A SoundingBox prototype A/B test solves these problems by creating a workflow for measuring and comparing the differences between prototype versions. It uses some of the principles from both usability testing and A/B testing. User test participants provide the feedback on your prototype versions, so you're not having to build things out and test with actual customers on a live site. Group A interacts with version A. Group B interacts with version B. Each participant group can be composed of the same mix of people (the same demographic mix), and each group is asked the same questions about their preferences after interacting with the prototype.

At the end of the day your prototype A/B test lets you say people preferred version A over B N% of the time. Of course, you can also determine the extent to which people felt successful and were successful using each version—all without leaving the comfort, and low cost, of your favorite prototyping tool. Participants aren't asked to detect differences between the designs on their own. Instead, the numbers tell the story. And qualitative data help flesh it out. You can go back to clients and team members and present empirical results, arguing persuasively for one version over the other.

# Creating an A/B Test

Creating an A/B test is made easy with our A/B testing template.

  1. Create an account if you haven't already.
  2. Choose the A/B test template.
  3. Enter a group name for each prototype that you have in the dialog, such as "Version A" and "Version B". This will make it easy for you to identify your prototype versions later.
  4. Customize the template to your needs. If you have additional tasks you would like to include, add those here. Each task that you add has a field for its own alternative prototype versions.
  5. Set up your screening questions to determine who can take your test.
  6. The final step is to set your quotas for any screening questions you have defined. We recommend for prototype A/B tests that you choose yes here. You want the same mix of people to be in each of your groups to reduce sources of bias.
  7. Publish your study and click on Preview to try it out as a participant. If it looks good, you're all set to launch.

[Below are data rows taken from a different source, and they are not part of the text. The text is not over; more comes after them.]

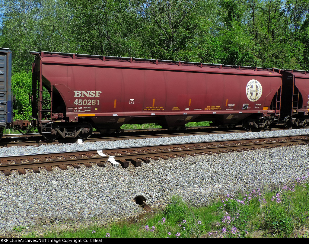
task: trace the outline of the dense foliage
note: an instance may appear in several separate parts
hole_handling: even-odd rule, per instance
[[[29,71],[30,51],[309,69],[308,0],[0,3],[14,72]]]

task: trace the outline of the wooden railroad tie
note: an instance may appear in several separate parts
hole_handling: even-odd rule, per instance
[[[10,169],[6,169],[3,170],[3,173],[5,175],[8,176],[11,175],[11,171]]]
[[[63,170],[66,170],[68,169],[67,167],[64,165],[58,165],[58,167]]]
[[[19,169],[18,173],[19,174],[26,174],[26,170],[24,169]]]
[[[32,170],[33,170],[33,172],[35,173],[40,173],[40,169],[39,169],[39,168],[37,167],[33,167],[32,168]]]
[[[49,172],[51,171],[53,171],[53,168],[52,168],[50,166],[45,166],[45,169],[46,169],[46,170]]]
[[[132,158],[131,159],[131,162],[133,164],[133,165],[136,167],[138,166],[140,166],[142,165],[142,161],[137,158]]]
[[[130,162],[127,161],[125,159],[120,159],[118,160],[118,162],[121,165],[122,168],[127,168],[129,166],[129,163]]]
[[[95,163],[99,167],[104,167],[105,166],[105,165],[101,161],[97,161],[95,162]]]
[[[91,168],[92,165],[89,163],[84,163],[84,165],[86,166],[87,168]]]
[[[148,158],[141,158],[141,159],[144,161],[146,164],[148,164],[150,162],[150,160]]]

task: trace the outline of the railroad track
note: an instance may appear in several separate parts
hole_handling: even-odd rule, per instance
[[[206,129],[207,131],[205,131]],[[272,129],[272,130],[287,129],[282,127]],[[188,128],[188,130],[171,133],[170,131],[162,129],[142,129],[138,130],[125,130],[123,133],[107,135],[99,133],[93,133],[91,136],[84,141],[95,142],[127,140],[132,139],[144,139],[156,137],[167,137],[183,136],[187,135],[204,135],[210,134],[240,133],[246,132],[239,126],[234,128],[219,128],[215,127],[197,127]],[[116,135],[116,136],[115,135]],[[79,139],[81,141],[82,139]],[[54,141],[47,141],[40,134],[4,135],[0,142],[0,147],[13,146],[26,146],[45,144],[74,143],[78,139],[59,139]]]
[[[52,166],[57,166],[65,170],[68,165],[75,168],[80,168],[81,165],[91,167],[93,164],[104,167],[107,163],[115,167],[120,164],[125,168],[130,162],[137,167],[141,165],[142,161],[147,163],[150,159],[158,160],[188,155],[194,156],[248,151],[261,148],[307,144],[308,142],[309,136],[303,135],[1,156],[0,171],[9,175],[11,170],[18,170],[20,174],[23,174],[26,173],[27,169],[32,169],[34,173],[38,173],[40,167],[44,167],[48,171],[51,171]]]

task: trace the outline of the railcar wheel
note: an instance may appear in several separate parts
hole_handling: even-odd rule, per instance
[[[87,122],[82,122],[79,124],[75,129],[78,131],[81,128],[82,131],[78,134],[78,137],[82,139],[87,139],[92,134],[92,126]]]
[[[249,123],[249,120],[245,119],[243,121],[243,127],[245,130],[249,131],[252,128],[252,126]]]
[[[54,126],[52,123],[48,123],[42,128],[42,135],[48,141],[53,141],[59,136],[59,133],[53,129]]]
[[[292,118],[290,116],[287,116],[284,118],[283,121],[284,123],[284,126],[288,128],[290,128],[292,127]]]

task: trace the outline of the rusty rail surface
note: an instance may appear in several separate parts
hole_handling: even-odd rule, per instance
[[[272,130],[287,129],[286,128],[273,128]],[[205,131],[205,129],[207,130]],[[224,134],[229,133],[241,133],[247,132],[241,126],[234,128],[220,128],[214,127],[197,127],[188,128],[188,130],[177,132],[171,132],[164,129],[141,129],[138,130],[125,130],[122,133],[107,135],[99,133],[93,133],[91,136],[84,141],[96,142],[115,141],[135,139],[145,139],[158,137],[169,137],[173,136],[184,136],[187,135],[205,135],[211,134]],[[32,134],[28,135],[18,134],[16,135],[4,135],[0,141],[1,147],[13,146],[26,146],[46,144],[56,144],[59,143],[71,143],[76,142],[77,139],[58,139],[54,141],[47,141],[39,134]]]
[[[160,158],[167,159],[177,156],[184,157],[187,155],[194,156],[248,151],[258,148],[308,142],[309,136],[303,135],[1,156],[0,171],[8,175],[11,174],[11,170],[17,169],[19,174],[24,174],[26,169],[32,169],[35,173],[39,173],[39,167],[45,167],[48,171],[51,171],[53,170],[52,166],[57,166],[65,170],[67,169],[68,165],[75,168],[80,168],[80,164],[90,167],[92,167],[91,163],[104,167],[104,163],[108,161],[113,162],[112,163],[114,166],[120,164],[122,167],[126,168],[131,162],[137,167],[141,165],[142,161],[149,162],[150,159],[157,160]]]

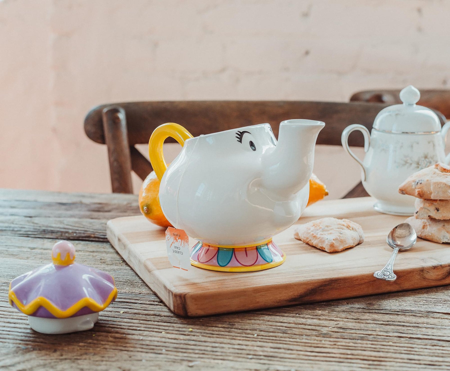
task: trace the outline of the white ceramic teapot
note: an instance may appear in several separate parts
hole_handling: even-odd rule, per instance
[[[362,168],[363,185],[377,199],[374,207],[381,212],[412,215],[415,199],[400,194],[398,186],[411,174],[436,162],[448,163],[445,142],[450,122],[441,129],[437,115],[417,106],[420,93],[410,85],[400,92],[403,104],[387,107],[377,115],[371,134],[361,125],[351,125],[342,133],[342,145]],[[348,146],[350,133],[364,136],[366,152],[361,161]]]
[[[314,146],[324,125],[283,121],[278,142],[268,124],[195,138],[174,123],[155,130],[148,149],[161,208],[173,225],[199,241],[193,265],[243,271],[284,261],[272,237],[306,207]],[[183,148],[167,167],[162,144],[168,137]]]

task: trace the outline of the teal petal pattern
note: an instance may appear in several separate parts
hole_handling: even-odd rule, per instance
[[[202,243],[201,243],[201,242],[200,242],[200,241],[198,241],[198,243],[196,243],[196,244],[195,244],[195,246],[194,246],[194,247],[193,247],[192,248],[192,252],[191,252],[191,255],[190,255],[190,256],[194,256],[194,254],[195,254],[195,253],[196,252],[198,252],[198,251],[199,250],[200,250],[200,248],[201,248],[201,247],[202,247]]]
[[[272,257],[272,254],[270,253],[270,251],[269,249],[269,247],[267,247],[267,244],[260,245],[259,246],[256,246],[256,248],[259,253],[259,255],[261,256],[261,258],[267,261],[267,263],[272,262],[272,261],[273,260]]]
[[[219,247],[219,251],[217,252],[217,264],[221,267],[228,265],[228,263],[231,261],[234,251],[233,249]]]

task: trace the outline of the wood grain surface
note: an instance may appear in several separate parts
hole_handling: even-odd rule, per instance
[[[174,314],[105,242],[108,220],[136,210],[131,195],[0,190],[0,369],[449,369],[446,287],[200,318]],[[42,226],[53,231],[40,235]],[[48,263],[53,244],[79,230],[97,239],[73,236],[77,261],[113,274],[117,300],[92,330],[35,332],[8,304],[9,283]]]
[[[324,201],[309,208],[299,221],[274,237],[287,256],[282,265],[246,273],[218,272],[191,266],[174,268],[167,258],[163,231],[143,216],[108,222],[110,242],[171,310],[199,316],[261,309],[301,303],[353,297],[450,283],[450,249],[419,239],[397,257],[394,282],[374,272],[389,260],[392,249],[386,236],[405,217],[380,214],[375,200]],[[326,216],[346,218],[363,228],[364,242],[330,254],[294,238],[299,224]],[[194,246],[196,241],[190,241]]]

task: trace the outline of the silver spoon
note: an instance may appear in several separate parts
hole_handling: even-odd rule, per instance
[[[417,241],[417,235],[414,228],[410,224],[402,223],[394,227],[389,232],[386,238],[387,244],[394,249],[391,258],[387,264],[381,270],[377,270],[374,274],[374,277],[386,281],[395,281],[397,276],[392,270],[394,261],[399,250],[402,251],[409,250],[414,246]]]

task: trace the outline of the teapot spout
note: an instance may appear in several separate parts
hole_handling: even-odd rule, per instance
[[[262,158],[263,188],[271,193],[288,197],[309,181],[314,162],[314,146],[322,121],[293,119],[280,124],[278,141]]]

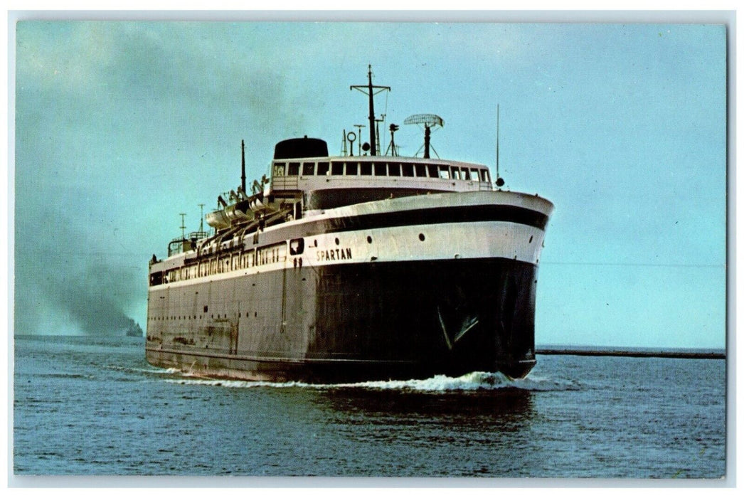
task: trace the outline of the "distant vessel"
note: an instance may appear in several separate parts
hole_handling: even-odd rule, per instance
[[[214,234],[182,232],[153,255],[148,362],[323,383],[530,371],[553,205],[495,190],[486,166],[431,158],[435,115],[405,121],[424,128],[423,157],[397,155],[395,124],[379,155],[373,95],[389,87],[368,76],[351,87],[369,95],[363,154],[353,132],[338,156],[318,138],[280,141],[249,194],[243,153],[240,187],[205,217]]]
[[[131,320],[129,326],[126,328],[126,331],[124,333],[127,337],[141,337],[144,334],[142,333],[142,328],[139,326],[139,324],[135,322],[134,320]]]

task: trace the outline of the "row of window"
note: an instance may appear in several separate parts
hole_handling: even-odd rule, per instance
[[[410,162],[275,162],[275,176],[407,176],[490,182],[488,170],[449,165]]]
[[[168,270],[163,278],[162,283],[168,284],[190,278],[208,277],[236,269],[252,268],[253,266],[286,261],[286,243],[282,242],[273,246],[260,247],[257,249],[249,249],[223,255],[219,258],[211,258],[180,268],[173,268]]]

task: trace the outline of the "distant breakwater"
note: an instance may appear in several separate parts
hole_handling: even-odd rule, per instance
[[[702,360],[725,360],[725,351],[661,351],[628,350],[612,348],[536,348],[536,354],[570,354],[587,357],[631,357],[638,358],[691,358]]]

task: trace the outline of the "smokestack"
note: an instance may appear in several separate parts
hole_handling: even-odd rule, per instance
[[[243,157],[243,165],[240,168],[240,187],[243,193],[246,193],[246,141],[240,141],[240,155]]]

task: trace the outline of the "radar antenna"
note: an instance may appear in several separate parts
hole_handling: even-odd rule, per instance
[[[437,151],[434,150],[434,147],[431,144],[431,137],[432,137],[432,129],[435,128],[437,126],[441,128],[444,126],[444,120],[437,116],[436,114],[414,114],[413,115],[408,116],[403,121],[403,124],[423,124],[423,156],[426,159],[429,158],[429,150],[431,148],[434,150],[434,153],[437,154]],[[416,151],[416,155],[417,156],[419,152],[421,151],[420,147],[418,150]],[[437,154],[437,157],[439,157],[439,154]]]

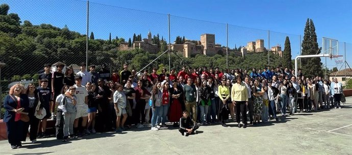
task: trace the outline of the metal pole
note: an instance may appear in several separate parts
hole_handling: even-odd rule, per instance
[[[226,68],[229,68],[229,25],[226,23]]]
[[[147,68],[147,67],[148,67],[148,66],[149,66],[149,65],[150,65],[150,64],[153,64],[153,63],[154,63],[154,61],[155,61],[155,60],[157,60],[159,57],[160,57],[161,56],[162,56],[163,55],[164,55],[164,54],[166,53],[167,52],[168,52],[169,53],[170,53],[170,51],[169,51],[169,50],[167,50],[166,51],[165,51],[165,52],[164,52],[164,53],[162,53],[161,54],[160,54],[160,55],[159,55],[159,56],[158,56],[157,58],[156,58],[155,59],[154,59],[153,61],[152,61],[152,62],[150,62],[150,63],[149,63],[148,65],[147,65],[147,66],[145,66],[145,67],[144,67],[143,68],[142,68],[142,69],[140,71],[139,71],[138,72],[137,72],[137,74],[138,74],[138,73],[140,73],[141,72],[142,72],[142,71],[144,70],[146,68]]]
[[[268,66],[270,65],[270,30],[268,30]]]
[[[326,76],[326,68],[328,68],[328,66],[326,66],[326,57],[325,57],[325,79],[326,79],[326,77],[328,77],[328,76]]]
[[[168,18],[168,23],[169,23],[169,47],[168,47],[168,51],[169,51],[169,73],[171,73],[171,42],[170,42],[170,14],[167,14]]]
[[[87,43],[86,45],[86,71],[88,69],[88,33],[89,30],[89,0],[87,1]]]
[[[1,67],[2,67],[2,65],[0,64],[0,109],[1,109],[3,108],[3,103],[4,102],[3,102],[3,86],[1,85]],[[2,119],[3,118],[1,117],[1,116],[2,116],[2,113],[1,112],[1,110],[0,110],[0,119]]]
[[[300,40],[300,35],[299,35],[299,55],[302,55],[302,46]],[[302,59],[299,59],[299,68],[302,69]]]
[[[345,59],[345,61],[344,62],[345,64],[345,71],[346,71],[346,65],[347,64],[347,62],[346,61],[346,42],[343,43],[343,47],[344,48],[344,51],[345,51],[345,54],[344,55],[344,59]],[[346,78],[347,78],[347,73],[345,72],[345,80],[346,80]],[[347,82],[347,81],[346,81]],[[347,84],[347,83],[345,83],[345,84]]]

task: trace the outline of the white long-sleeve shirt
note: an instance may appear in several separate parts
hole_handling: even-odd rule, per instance
[[[325,94],[330,94],[330,89],[329,87],[329,85],[324,83],[323,86],[324,86],[324,89],[323,89],[323,92],[325,93]]]

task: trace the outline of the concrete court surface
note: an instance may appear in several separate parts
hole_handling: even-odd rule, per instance
[[[229,123],[200,127],[182,136],[177,129],[149,127],[95,134],[66,142],[38,139],[11,150],[0,141],[0,154],[352,154],[352,97],[342,109],[288,116],[246,129]],[[30,142],[30,141],[29,141]]]

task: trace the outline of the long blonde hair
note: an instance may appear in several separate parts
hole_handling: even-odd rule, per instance
[[[15,88],[17,86],[18,86],[21,88],[22,89],[22,91],[21,91],[21,94],[26,94],[26,89],[24,89],[24,86],[23,86],[23,84],[21,84],[20,83],[18,83],[17,84],[16,84],[14,85],[13,85],[10,88],[10,91],[9,91],[9,94],[10,95],[13,95],[13,93],[15,91]]]

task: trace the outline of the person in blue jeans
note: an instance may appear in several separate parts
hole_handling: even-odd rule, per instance
[[[211,104],[209,104],[209,108],[208,113],[208,121],[209,122],[214,122],[216,119],[216,104],[215,104],[215,88],[218,85],[213,82],[213,78],[211,76],[208,77],[208,83],[207,87],[210,88],[209,98]]]
[[[161,117],[161,125],[163,128],[167,128],[165,124],[167,112],[169,111],[170,106],[170,83],[166,82],[161,85],[161,92],[162,97],[161,98],[161,105],[159,111],[159,117]]]
[[[161,83],[157,82],[153,86],[152,90],[152,131],[158,131],[160,128],[160,126],[157,123],[158,118],[159,117],[160,106],[161,106],[161,101],[163,97],[163,93],[160,90]]]
[[[286,114],[286,106],[287,101],[287,80],[285,80],[279,86],[280,91],[280,102],[281,103],[281,115],[285,116]]]

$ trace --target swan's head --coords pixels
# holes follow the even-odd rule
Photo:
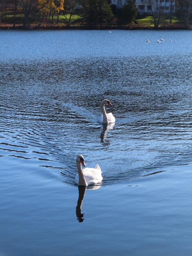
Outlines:
[[[84,158],[81,155],[79,155],[76,158],[76,162],[80,163],[84,166],[85,166],[86,165],[84,162]]]
[[[100,103],[100,104],[101,105],[108,104],[108,105],[110,105],[110,106],[113,106],[113,104],[112,103],[111,103],[111,102],[110,102],[110,101],[109,101],[108,99],[105,99],[101,101],[101,103]]]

Read more about study design.

# A Note on Sample Size

Since prototype A/B tests usually involve asking people about their opinion about an experience, having an adequate sample size can be vital to making claims about your data. That said, you can remain agile and not break the bank with around 30 participants per group. If you want greater certainty about your results, you're welcome to go higher, and many customers do.

# Analyzing Results

Once your results are in, click on Analyze and load up your study by clicking on the study tile. You'll notice right off that we load your prototype versions to the right of your study. Clicking on the prototype tile loads more tiles, each of which summarizes the questions you've asked. At a glance, you can see which prototype "won" by looking at the Overall tile and toggling between your versions.

Next try clicking on the Comparison tab. Here you'll see a chart showing the same summary data for each prototype version, with one dot for each version. If you've iterated and have prior A/B tests you'd like to compare, load them. You'll see them in this view alongside your current study, letting you see how much things have changed between iterations.

Read more about our analysis dashboard.

# Getting to the "Why"

All of this is just a starting point. You can see which version won the competition, but you still need to come up with some reasons why it won so you can tell the story to your colleagues or your client. That's where the open-ended responses and the replays come in. Often participants will give you clues about their feelings by telling you about them in the open-ended (free text) responses you've asked them to provide. You can find other clues by replaying their interactions. Did they encounter usability problems, or react adversely in verbal comments as they interacted?

You'll find replays in the Replay tab, and you'll find open-ended text responses in the Grid view. Remember clicking on any tile or data point in the dashboard will sort replays by that measure, making it easy to prioritize which responses to watch first.